For me, he is a reminder of just how precious this whole life thing is. One minute we have it and are living the dream, the next we are barely here...


Such a slim line between life and death. Such a delicate balance to living, as dying always is waiting, patiently for our time to cease all this living and make the transition to whatever is next.


I did not sit down to watch the game last night expecting to have a spiritual experience, but I did. Everything that I took and take for granted altered forever. I turned on the TV to be entertained, and instead, I was transfixed to one fellow human’s struggle to remain living.


There are few details, I am sure those will come in the hours and days to follow. We demand them as if we have the right to know. We do not. It really isn’t our business. Whatever happened to him, is between him and God and the medical staff and his family. Our job is not to know, our job, so it would appear at least to me, is to pray. To use this tragic situation to wake up to all the life that is going on around us. To really see our spouse, our kids, our co-workers, parents, friends. To see that they are filled with life spirit and at any moment, their life might also hang in the balance, that space between life and death.

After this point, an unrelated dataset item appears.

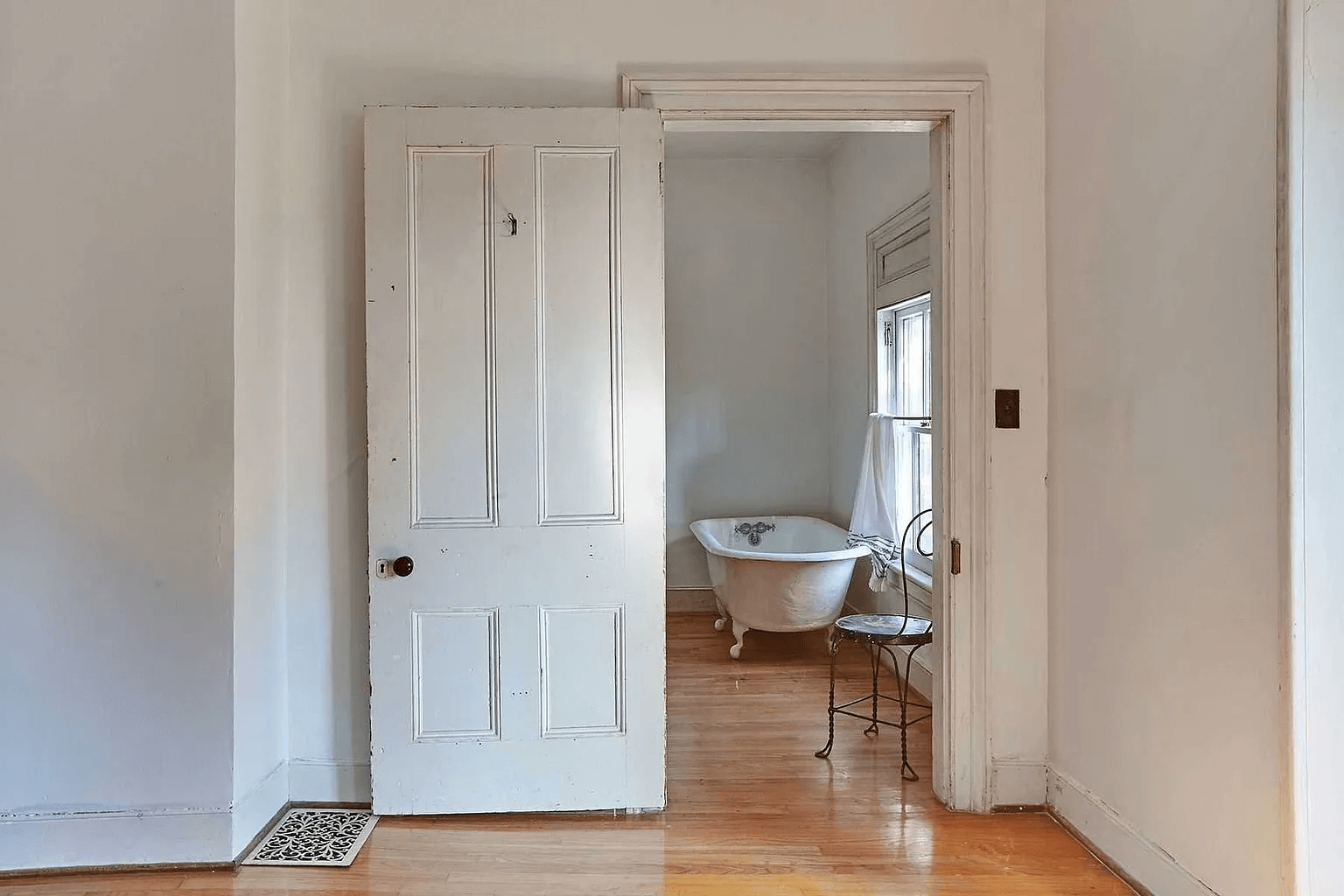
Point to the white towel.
(875, 516)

I stayed up late watching the TV people just repeat the same information over and over again. I watched them replay the same clips of all the lives gravely affected and altered last night. I watched for hours because I didn’t know what else to do. Moving on with my night seemed disrespectful. Continuing to watch seemed voyeuristic and wrong. But I felt like, at least for last night, I could dedicate my time and energy to Damar and his family by praying.


I watch myself attempt to cheat death every day. Pretending like there is more time for love, for honor, for work, for showing up. But really there isn’t. All we are ever guaranteed is now. This moment. Right here, right now. And if perhaps we can stay there, then perhaps we can avoid buying into the delusion that there is more time. Time is something that it seems I always have way too much of or way too little. Last night I was delivered to a place where I was rendered shocked and amazed...looking for anything positive to pull from this awful turn of events.


And for me, it was the community and the respect given and received between the players and coaches. Even the media took a step back and gave some deference to the grave situation unfolding. Each of us transfixed as Damar’s life took center stage and reminded us all that there are no guarantees. There are no more minutes perhaps. That all we are granted is right now.


Today I remain grateful that he is still with us. That his mother is by his side and for the medical staff who have trained their whole careers to handle situations like this. Who show up every day to save those of us whose time is not yet, and to usher those of us whose time has come to the other side.


My distant heart breaks not for what happened or what I saw, but because another human being, a young man of 24 and all those who love and care for him, now are forced to sit and watch helplessly as time holds her cards close to her chest.


Football is a game of seconds and inches...turns out so is life.